I just wanted to list my experience with a new Dell laptop.
I decided to replace a laptop with a brand-name one. It seemed like it would be the best option for future-proofing things, and giving reliable quality for peace of mind. So I bought a brand new Dell Vostro Core i3 laptop a couple of weeks ago, as a present for my girlfriend.
The second time I used it there was an error message, something like "Your system will operate slower and the battery will not charge. Please connect a Dell AC adapter for best system operation." It was a Dell power adapter, the brand new one that came with the laptop! Then the laptop rebooted, got caught in an endless cycle of tests and screen flashing and incredibly loud beeping. We had to quit out of that. Later we risked the power adapter again and it was fine. But it got me really worried about the new laptop. Should I return it? Then she'd be without a laptop for who knows how long.

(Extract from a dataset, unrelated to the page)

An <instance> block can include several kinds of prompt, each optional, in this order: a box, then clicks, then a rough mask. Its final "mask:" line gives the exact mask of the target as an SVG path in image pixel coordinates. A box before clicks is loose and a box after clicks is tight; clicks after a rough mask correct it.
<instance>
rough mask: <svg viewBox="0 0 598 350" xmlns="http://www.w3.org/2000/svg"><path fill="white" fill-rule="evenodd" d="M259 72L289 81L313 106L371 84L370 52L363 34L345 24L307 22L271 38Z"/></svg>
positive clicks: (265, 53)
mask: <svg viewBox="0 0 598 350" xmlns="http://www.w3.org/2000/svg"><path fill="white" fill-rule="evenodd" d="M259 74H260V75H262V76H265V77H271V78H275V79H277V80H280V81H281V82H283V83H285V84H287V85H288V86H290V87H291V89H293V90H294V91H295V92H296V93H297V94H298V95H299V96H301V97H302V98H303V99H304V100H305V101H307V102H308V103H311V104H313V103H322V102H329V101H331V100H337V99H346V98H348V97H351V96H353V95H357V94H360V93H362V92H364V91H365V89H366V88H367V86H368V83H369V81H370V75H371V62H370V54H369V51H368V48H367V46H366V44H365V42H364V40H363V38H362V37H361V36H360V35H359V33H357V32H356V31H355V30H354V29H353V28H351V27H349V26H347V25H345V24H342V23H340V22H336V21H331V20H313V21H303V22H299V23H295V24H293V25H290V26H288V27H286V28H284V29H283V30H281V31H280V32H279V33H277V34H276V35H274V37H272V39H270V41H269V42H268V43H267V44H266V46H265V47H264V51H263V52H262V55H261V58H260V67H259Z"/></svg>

I started looking into it, and why a Dell laptop might be bothered about who made the PSU it was connected to, and how it would even know that. I was irritated by what I discovered. I find out that Dell add chips and a fragile pin to their PSUs, so if it isn't a DELL PSU the laptop knows. Why? So that if you aren't using a Dell PSU their laptop actually disables battery charging, and slows the PC down significantly. Incredibly mean-spirited, forcing you to keep buying their own PSUs if you don't want the laptop to work at a fraction of its potential. And the power adapter cable has a thin pin in the centre. I'd never seen a power cable like that before. It certainly didn't seem as sturdy as the ones I was used to, that were just a thick, unbreakable tube. And I was right. Online comments showed that the pins bend and break easily. They, in conjunction with the adapter's identifying chip, are a weak point, a designed failure point. It is something I abhor - inbuilt obsolescence - designing things so they are prone to breaking, forcing you to buy more premium-priced replacement PSUs, increasing a company's profits at the expense of product quality and the environment. Or the pin can break off inside the laptop power connector, meaning a very expensive repair. Comment boards show all sorts of problems with Dell PSUs, often ruining the laptop. I didn't know any of this beforehand, or I'd have never bought a Dell laptop. It was only after the error appeared that I Googled it and found pages and pages of unhappy customers. Some took to the level of removing a chip from a Dell PSU and soldering it to the laptop motherboard to try and get round at least some of this attempt by Dell to cripple their laptops. It is wasteful, dishonest, unethical behaviour and I am really disappointed in Dell. I had thought a branded laptop meant quality, but it is actually just greed.
This is further illustrated when you try to get support. If a company had faith in their products they would offer support without question, for the lifetime of the product, or at least for 5-10 years. Not so with Dell. They won't support you unless you enter individual codes from underneath the laptop, so they can then cut off support after a short period. They don't trust the quality of their equipment enough to just support it, implying they know it will have problems and they want to cut support off as quickly as possible.
I should also add that the laptop included lots of installed software I don't need, including services running in the background. I looked into some of them and they were Intel spying services - things to enable backdoors into your PC, but which Intel won't talk about. Basically spyware for media and IT corporations, and enabling DRM so they can do things to your PC and its software. I think "Intel Content Protection HECI Service" might have been one of them, of which Intel famously said: "we cannot give any information regarding the Intel Content Protection HECI Service, and Protection FW Intel Integrated Clock Controller. It's an Intel policy." Of course, Intel are known for building DRM into their hardware for the big media corporations, but it is annoying to buy a new laptop with that crud enabled and running secretly.